Dilemma of a Football Fan

POSTED: Feb 01, 2013 02:47 PM
By Cullen Nutt

Football binds us together. Millions of Americans will gather to watch this Sunday’s Super Bowl. I’ll be watching at home with my dad. As Benjamin J. Dueholm put it recently, NFL football is “the central liturgical act of American civic religion.”

Dueholm is a Lutheran pastor in Wauconda, Illinois and a die-hard Green Bay Packers fan. In the Winter 2013 WQ, we highlighted his reluctant but compelling argument against American football.

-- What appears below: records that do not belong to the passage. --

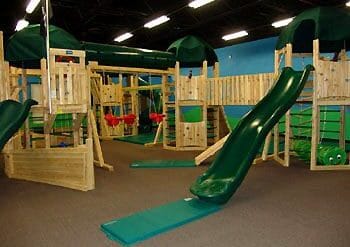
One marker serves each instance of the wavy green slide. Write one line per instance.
(231, 165)
(12, 116)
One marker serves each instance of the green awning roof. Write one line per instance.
(28, 44)
(328, 24)
(115, 55)
(191, 51)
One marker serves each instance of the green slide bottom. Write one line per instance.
(12, 116)
(162, 163)
(231, 165)
(148, 223)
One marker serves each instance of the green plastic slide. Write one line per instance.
(12, 116)
(231, 165)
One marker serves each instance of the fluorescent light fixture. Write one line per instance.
(157, 21)
(199, 3)
(32, 6)
(21, 24)
(282, 23)
(123, 37)
(235, 35)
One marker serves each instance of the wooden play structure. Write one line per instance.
(121, 98)
(45, 150)
(209, 95)
(327, 91)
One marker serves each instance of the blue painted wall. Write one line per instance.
(247, 58)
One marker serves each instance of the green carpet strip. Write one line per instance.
(138, 139)
(146, 224)
(162, 163)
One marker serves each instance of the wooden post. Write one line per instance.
(177, 107)
(288, 63)
(342, 129)
(276, 128)
(25, 96)
(315, 108)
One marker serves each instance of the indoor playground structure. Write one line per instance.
(55, 111)
(55, 145)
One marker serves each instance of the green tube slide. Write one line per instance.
(231, 165)
(12, 116)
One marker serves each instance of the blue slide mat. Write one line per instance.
(146, 224)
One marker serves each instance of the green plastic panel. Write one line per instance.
(162, 163)
(232, 163)
(146, 224)
(12, 116)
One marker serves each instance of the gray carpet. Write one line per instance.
(275, 206)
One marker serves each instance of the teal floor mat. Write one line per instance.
(146, 224)
(162, 163)
(139, 139)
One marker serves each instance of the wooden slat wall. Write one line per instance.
(69, 82)
(192, 134)
(333, 79)
(191, 89)
(67, 167)
(111, 93)
(238, 90)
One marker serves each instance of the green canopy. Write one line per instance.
(28, 45)
(328, 24)
(115, 55)
(191, 51)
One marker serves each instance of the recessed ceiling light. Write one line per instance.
(32, 6)
(123, 37)
(282, 23)
(199, 3)
(21, 24)
(157, 21)
(235, 35)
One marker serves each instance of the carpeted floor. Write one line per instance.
(275, 206)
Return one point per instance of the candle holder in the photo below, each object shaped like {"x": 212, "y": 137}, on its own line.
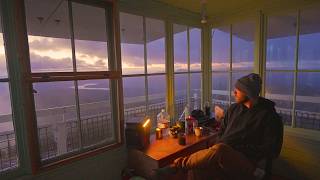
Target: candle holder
{"x": 158, "y": 133}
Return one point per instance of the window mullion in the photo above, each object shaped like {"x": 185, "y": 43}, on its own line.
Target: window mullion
{"x": 293, "y": 123}
{"x": 145, "y": 64}
{"x": 75, "y": 70}
{"x": 230, "y": 70}
{"x": 188, "y": 65}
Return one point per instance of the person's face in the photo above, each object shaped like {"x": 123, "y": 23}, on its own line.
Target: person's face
{"x": 240, "y": 96}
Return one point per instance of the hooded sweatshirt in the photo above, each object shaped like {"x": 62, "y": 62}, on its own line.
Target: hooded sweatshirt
{"x": 250, "y": 131}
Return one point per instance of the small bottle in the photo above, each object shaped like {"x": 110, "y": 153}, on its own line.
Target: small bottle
{"x": 163, "y": 120}
{"x": 195, "y": 104}
{"x": 207, "y": 109}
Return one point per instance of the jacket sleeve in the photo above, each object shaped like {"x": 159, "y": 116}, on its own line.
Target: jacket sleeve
{"x": 199, "y": 159}
{"x": 273, "y": 136}
{"x": 223, "y": 125}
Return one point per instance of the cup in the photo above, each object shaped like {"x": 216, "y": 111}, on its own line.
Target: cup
{"x": 198, "y": 131}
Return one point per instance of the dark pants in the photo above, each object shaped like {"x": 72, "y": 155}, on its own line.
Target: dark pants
{"x": 217, "y": 162}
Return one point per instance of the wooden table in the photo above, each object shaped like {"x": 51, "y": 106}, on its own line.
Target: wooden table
{"x": 163, "y": 152}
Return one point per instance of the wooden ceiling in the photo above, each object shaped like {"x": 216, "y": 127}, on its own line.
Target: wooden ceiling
{"x": 223, "y": 8}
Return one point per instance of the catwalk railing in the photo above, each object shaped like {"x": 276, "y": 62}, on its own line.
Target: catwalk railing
{"x": 55, "y": 140}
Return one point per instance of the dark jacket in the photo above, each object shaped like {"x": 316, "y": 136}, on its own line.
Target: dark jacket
{"x": 254, "y": 131}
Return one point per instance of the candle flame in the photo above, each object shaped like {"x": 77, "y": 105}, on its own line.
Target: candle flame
{"x": 146, "y": 123}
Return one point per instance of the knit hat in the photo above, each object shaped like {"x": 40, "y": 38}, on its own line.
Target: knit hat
{"x": 250, "y": 84}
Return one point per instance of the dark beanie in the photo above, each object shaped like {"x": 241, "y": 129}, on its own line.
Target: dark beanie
{"x": 250, "y": 84}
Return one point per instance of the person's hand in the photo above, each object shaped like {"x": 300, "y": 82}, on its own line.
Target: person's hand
{"x": 219, "y": 113}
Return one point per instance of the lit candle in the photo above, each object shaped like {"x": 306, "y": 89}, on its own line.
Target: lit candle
{"x": 158, "y": 133}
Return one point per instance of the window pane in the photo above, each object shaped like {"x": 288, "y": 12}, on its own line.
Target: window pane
{"x": 132, "y": 49}
{"x": 195, "y": 49}
{"x": 243, "y": 45}
{"x": 8, "y": 147}
{"x": 308, "y": 100}
{"x": 281, "y": 42}
{"x": 134, "y": 97}
{"x": 279, "y": 88}
{"x": 309, "y": 40}
{"x": 49, "y": 36}
{"x": 180, "y": 44}
{"x": 89, "y": 25}
{"x": 180, "y": 85}
{"x": 157, "y": 96}
{"x": 195, "y": 91}
{"x": 95, "y": 112}
{"x": 155, "y": 45}
{"x": 3, "y": 64}
{"x": 221, "y": 48}
{"x": 58, "y": 127}
{"x": 220, "y": 89}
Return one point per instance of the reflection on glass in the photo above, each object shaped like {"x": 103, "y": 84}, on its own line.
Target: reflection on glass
{"x": 90, "y": 37}
{"x": 220, "y": 89}
{"x": 180, "y": 44}
{"x": 281, "y": 42}
{"x": 279, "y": 88}
{"x": 95, "y": 112}
{"x": 58, "y": 128}
{"x": 195, "y": 91}
{"x": 155, "y": 35}
{"x": 309, "y": 40}
{"x": 49, "y": 36}
{"x": 221, "y": 48}
{"x": 8, "y": 148}
{"x": 195, "y": 49}
{"x": 132, "y": 49}
{"x": 243, "y": 45}
{"x": 308, "y": 100}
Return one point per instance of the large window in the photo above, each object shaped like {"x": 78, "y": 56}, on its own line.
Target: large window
{"x": 293, "y": 67}
{"x": 143, "y": 66}
{"x": 232, "y": 58}
{"x": 68, "y": 47}
{"x": 187, "y": 67}
{"x": 8, "y": 147}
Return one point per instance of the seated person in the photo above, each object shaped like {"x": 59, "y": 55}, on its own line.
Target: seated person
{"x": 246, "y": 136}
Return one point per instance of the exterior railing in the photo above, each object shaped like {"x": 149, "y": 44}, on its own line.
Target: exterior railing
{"x": 97, "y": 128}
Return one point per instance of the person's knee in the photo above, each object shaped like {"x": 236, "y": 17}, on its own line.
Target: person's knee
{"x": 220, "y": 147}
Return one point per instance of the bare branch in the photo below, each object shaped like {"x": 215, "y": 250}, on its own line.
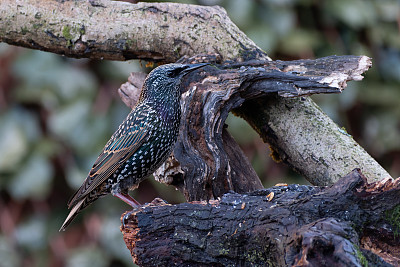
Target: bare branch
{"x": 280, "y": 226}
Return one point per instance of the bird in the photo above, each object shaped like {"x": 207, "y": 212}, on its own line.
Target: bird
{"x": 142, "y": 142}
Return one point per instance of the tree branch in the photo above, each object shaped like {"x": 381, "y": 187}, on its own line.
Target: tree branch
{"x": 165, "y": 32}
{"x": 211, "y": 95}
{"x": 113, "y": 30}
{"x": 280, "y": 226}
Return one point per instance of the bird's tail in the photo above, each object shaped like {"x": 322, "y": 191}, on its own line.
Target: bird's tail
{"x": 80, "y": 205}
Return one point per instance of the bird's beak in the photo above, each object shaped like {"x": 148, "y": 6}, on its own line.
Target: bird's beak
{"x": 192, "y": 67}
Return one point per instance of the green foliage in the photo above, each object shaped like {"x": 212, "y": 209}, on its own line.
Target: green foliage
{"x": 56, "y": 115}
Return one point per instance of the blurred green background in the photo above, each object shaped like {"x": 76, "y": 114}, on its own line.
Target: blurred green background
{"x": 56, "y": 114}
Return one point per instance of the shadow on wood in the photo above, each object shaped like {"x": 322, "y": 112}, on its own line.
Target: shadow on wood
{"x": 351, "y": 223}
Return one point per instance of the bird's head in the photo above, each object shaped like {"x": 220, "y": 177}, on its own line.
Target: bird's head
{"x": 164, "y": 81}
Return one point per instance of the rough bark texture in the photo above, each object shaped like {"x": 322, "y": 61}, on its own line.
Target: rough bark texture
{"x": 299, "y": 226}
{"x": 120, "y": 31}
{"x": 207, "y": 171}
{"x": 164, "y": 32}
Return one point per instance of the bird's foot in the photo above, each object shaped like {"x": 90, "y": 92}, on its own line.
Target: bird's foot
{"x": 127, "y": 199}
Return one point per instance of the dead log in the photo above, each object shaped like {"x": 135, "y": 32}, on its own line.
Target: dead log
{"x": 351, "y": 223}
{"x": 84, "y": 29}
{"x": 208, "y": 163}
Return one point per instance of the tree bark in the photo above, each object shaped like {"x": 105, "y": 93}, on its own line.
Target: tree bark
{"x": 351, "y": 223}
{"x": 164, "y": 32}
{"x": 201, "y": 166}
{"x": 102, "y": 29}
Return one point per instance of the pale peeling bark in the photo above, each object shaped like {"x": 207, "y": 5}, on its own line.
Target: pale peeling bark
{"x": 122, "y": 31}
{"x": 300, "y": 133}
{"x": 165, "y": 32}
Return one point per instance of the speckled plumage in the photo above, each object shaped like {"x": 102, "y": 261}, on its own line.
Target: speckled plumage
{"x": 141, "y": 143}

Writing as a concerned member of the faith in The Christian Century, Dueholm says the game’s physical and possibly neurological damage to those who play it is too large to ignore.

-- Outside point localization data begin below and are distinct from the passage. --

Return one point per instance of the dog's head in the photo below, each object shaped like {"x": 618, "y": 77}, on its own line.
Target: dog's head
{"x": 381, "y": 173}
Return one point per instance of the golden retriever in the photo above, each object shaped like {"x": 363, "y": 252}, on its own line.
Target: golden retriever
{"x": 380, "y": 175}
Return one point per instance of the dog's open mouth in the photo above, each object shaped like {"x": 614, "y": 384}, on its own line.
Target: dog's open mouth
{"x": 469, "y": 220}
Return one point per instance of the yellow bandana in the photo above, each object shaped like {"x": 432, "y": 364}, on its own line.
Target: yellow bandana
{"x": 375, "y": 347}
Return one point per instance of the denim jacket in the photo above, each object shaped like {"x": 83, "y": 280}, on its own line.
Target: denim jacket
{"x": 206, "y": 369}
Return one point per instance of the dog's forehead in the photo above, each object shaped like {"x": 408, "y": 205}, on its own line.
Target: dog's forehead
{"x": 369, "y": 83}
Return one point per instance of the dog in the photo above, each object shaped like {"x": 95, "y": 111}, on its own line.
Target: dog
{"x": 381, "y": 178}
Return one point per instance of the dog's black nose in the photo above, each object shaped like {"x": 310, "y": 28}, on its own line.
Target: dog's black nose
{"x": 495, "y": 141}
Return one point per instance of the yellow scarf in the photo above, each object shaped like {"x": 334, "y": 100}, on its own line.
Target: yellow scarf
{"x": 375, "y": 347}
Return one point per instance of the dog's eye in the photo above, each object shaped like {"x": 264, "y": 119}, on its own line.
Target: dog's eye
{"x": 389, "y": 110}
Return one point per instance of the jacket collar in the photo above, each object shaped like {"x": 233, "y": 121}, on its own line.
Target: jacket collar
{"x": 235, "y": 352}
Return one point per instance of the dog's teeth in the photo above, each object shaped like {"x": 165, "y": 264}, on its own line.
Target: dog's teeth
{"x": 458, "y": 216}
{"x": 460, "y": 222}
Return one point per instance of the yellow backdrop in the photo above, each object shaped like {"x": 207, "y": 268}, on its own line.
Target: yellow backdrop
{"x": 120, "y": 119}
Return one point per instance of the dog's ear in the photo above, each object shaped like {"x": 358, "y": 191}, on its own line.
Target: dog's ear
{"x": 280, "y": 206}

On the face of it, the evidence is mounting that a career in professional football, or even playing in high school or college, can haunt athletes after they hang up their cleats. A four-year study completed in December 2012 of the brains of 85 deceased athletes and military veterans found at least some symptoms of chronic traumatic encephalopathy (CTE), a degenerative brain disease, in the brains of 34 of the 35 athletes who had played professional football.

These findings grabbed headlines, but the doctors behind the study cautioned against snap judgments. The players were far from a representative sample. Players’ families usually donate their loved ones’ brains to this research because they showed symptoms of CTE, such as dementia or depression, while still living.